Situasi ini juga masih terasa getaran kegembiraan di saat merayakan minggu palma. Umat yang membanjiri gereja Gregorius terus melambaikan daun-daun palma yang ada di tangannya untuk mengingat kembali peristiwa lampau yang penuh makna. Perayaan misa yang dihadiri oleh ribuan umat ini semakin memarakkan suasana bahkan menghadirkan masa lampau (mengkinikan masa lampau) untuk mengantar umat mendalami kisah-kisah sengsara yang dijalani oleh Yesus.
Setelah merayakan minggu palma, umat semakin merasakan detik-detik terakhir ketika Yesus melewati malam dengan penuh peluh. Tetapi sebelum menjalani sengsara-Nya, Yesus mengadakan perjamuan malam terakhir bersama para murid-Nya. Hari Kamis Putih diperingati secara meriah oleh umat Gregorius. Dalam khotbahnya di hari Kamis Putih itu, Romo Edy menekankan kasih yang tulus yang diberikan oleh Allah kepada manusia. Untuk mengantar umat memahami kasih, Romo Edy mengajak umat untuk memahami kasih seorang ibu. Kasih ibu luar biasa dan tak terhingga. Ibu selalu membasuh, membersihkan anak-anaknya. Kasih seorang ibu adalah kasih yang tidak mengenal batas. Di sela-sela khotbahnya, Romo Edy mengajak seluruh umat untuk menyanyikan lagu “kasih ibu kepada beta.” Dalam lagu itu, setiap umat sepertinya digiring untuk mengenang masa lampau terutama ketika berada dalam pelukan sang bunda.

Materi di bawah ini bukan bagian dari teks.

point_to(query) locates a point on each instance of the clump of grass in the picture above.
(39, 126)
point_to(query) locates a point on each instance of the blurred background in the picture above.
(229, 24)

“Kasih dari seorang bapak-ibu adalah tulus,” apalagi kasih yang kita terima dari Allah, jauh lebih tulus. Melalui Yesus Putera-Nya ia membagikan kasih kepada kita. Allah rela memberikan Putera-Nya yang tunggal sebagai tebusan atas dosa-dosa umat manusia. Semua ini dilakukan karena kasih. Dalam kasih sayang itu terdapat rasa untuk mencintai dan mencintai berarti setiap orang harus keluar dari dirinya. Yesus telah memperlihatkan kepada kita, bagaimana mencintai orang lain dalam situasi apa pun. Mencintai manusia yang dilakukan oleh Yesus dijalani secara berbeda, yaitu dengan menjalani sengsara, wafat dan bangkit bagi kita. Dengan kasih ekaristis, orang diberi kekuatan untuk memiliki kasih. Mengasihi membuat Dia mampu untuk menahan derita. Yesus mengasihi kita sampai pada kesudahannya. Seperti air yang terus mengalir dan mengairi tempat-tempat yang gersang, demikian juga kasih. Kasih yang telah diperlihatkan Yesus adalah kasih yang terus mengalir dari mata air pengharapan.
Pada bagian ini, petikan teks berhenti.